Science

The Great Barrier Reef's Killer Robots Just Passed Testing

COTSbot QUT

Giant autonomous killer robots are set to storm Australia’s Great Barrier Reef, injecting victims with bile salts to save the environment. The COTSbots are designed to seek out and kill the crown-of-thorns starfish, which is responsible for the loss of around 40 percent of the reef’s coral.

“Its always great to see a robot you built let off the leash, so to speak, doing the job its intended for,” Dr Matthew Dunbabin, researcher from the Queensland University of Technology’s (QUT) Institute for Future Environments and Science and Engineering Faculty, told Australian Geographic in a report published Monday.

The team is now competing for a $750,000 Google Impact Challenge prize. If the team wins, the money will be used to create even larger killer bots, known as RangerBots, that will also monitor reef conditions, checking the water quality and coral bleaching status.

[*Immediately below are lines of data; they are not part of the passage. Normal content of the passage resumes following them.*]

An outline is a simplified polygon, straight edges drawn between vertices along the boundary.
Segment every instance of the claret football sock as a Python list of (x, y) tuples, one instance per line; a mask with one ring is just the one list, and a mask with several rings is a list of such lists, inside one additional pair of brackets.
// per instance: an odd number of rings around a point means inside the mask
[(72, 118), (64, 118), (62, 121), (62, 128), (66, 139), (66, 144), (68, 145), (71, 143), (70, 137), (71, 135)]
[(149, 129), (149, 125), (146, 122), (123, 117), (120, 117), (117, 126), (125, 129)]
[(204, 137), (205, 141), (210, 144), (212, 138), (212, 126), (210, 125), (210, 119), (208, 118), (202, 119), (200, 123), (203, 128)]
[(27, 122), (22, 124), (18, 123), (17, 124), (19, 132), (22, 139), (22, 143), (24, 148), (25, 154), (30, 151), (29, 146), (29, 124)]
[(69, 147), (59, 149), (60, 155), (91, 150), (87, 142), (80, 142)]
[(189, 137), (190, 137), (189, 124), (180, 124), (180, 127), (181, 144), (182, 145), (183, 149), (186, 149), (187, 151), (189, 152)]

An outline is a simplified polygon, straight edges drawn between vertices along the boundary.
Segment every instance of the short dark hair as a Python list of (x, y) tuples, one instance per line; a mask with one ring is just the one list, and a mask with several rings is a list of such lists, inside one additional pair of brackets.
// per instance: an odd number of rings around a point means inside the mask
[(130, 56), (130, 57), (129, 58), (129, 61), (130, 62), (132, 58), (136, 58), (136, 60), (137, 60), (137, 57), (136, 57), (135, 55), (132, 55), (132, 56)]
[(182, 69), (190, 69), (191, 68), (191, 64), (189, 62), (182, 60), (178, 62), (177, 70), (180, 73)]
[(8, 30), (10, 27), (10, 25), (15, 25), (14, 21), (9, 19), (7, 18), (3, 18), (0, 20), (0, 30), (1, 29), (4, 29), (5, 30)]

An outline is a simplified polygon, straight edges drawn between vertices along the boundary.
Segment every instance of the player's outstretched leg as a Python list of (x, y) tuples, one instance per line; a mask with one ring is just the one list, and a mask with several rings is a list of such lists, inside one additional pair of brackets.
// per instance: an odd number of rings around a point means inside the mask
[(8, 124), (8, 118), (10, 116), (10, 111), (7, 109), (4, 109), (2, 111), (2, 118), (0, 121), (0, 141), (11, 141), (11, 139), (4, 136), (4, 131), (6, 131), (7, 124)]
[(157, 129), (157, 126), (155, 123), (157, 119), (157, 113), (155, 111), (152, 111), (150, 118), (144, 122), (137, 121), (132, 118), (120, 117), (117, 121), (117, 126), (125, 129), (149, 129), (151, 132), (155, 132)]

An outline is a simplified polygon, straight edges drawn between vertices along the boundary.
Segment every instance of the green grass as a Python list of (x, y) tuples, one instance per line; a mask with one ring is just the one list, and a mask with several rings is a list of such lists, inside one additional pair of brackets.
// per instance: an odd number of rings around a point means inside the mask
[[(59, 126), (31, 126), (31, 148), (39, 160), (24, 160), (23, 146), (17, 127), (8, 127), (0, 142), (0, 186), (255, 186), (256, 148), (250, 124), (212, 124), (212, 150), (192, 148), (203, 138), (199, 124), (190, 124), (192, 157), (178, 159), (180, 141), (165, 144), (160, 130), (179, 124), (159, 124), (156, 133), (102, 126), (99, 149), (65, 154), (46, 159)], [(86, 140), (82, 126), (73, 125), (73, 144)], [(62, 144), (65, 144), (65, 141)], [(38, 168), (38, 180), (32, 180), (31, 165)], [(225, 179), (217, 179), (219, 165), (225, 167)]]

The bots first started trials in September 2015, automating a job previously reserved for human swimmers. The problem was, the humans weren’t very good at injecting bile salt: There was too many of them to complete the task in time.

COTSbot in action.

COTSbot/QUT

“It’s quite a challenge to pack a full-service vision and machine learning system into a very small robot in the field,” Dunbabin said in a statement. “Without a link to the outside world, all processing is done on board COTSbot.”

Initially, the bots worked under human supervision, with a researcher on a wifi connected boat, confirming that the bot had identified a crown-of-thorns starfish before it delivered the blow. Eventually, though, the researchers were confident that they could remove the human element and leave the bots to their own devices.

“When it comes to accurate detection, the goal is to avoid any false positives, that is, the robot mistaking another creature for a COTS,” Dunbabin told Australian Geographic. “Our detection is extremely precise – it’s consistently reliable.”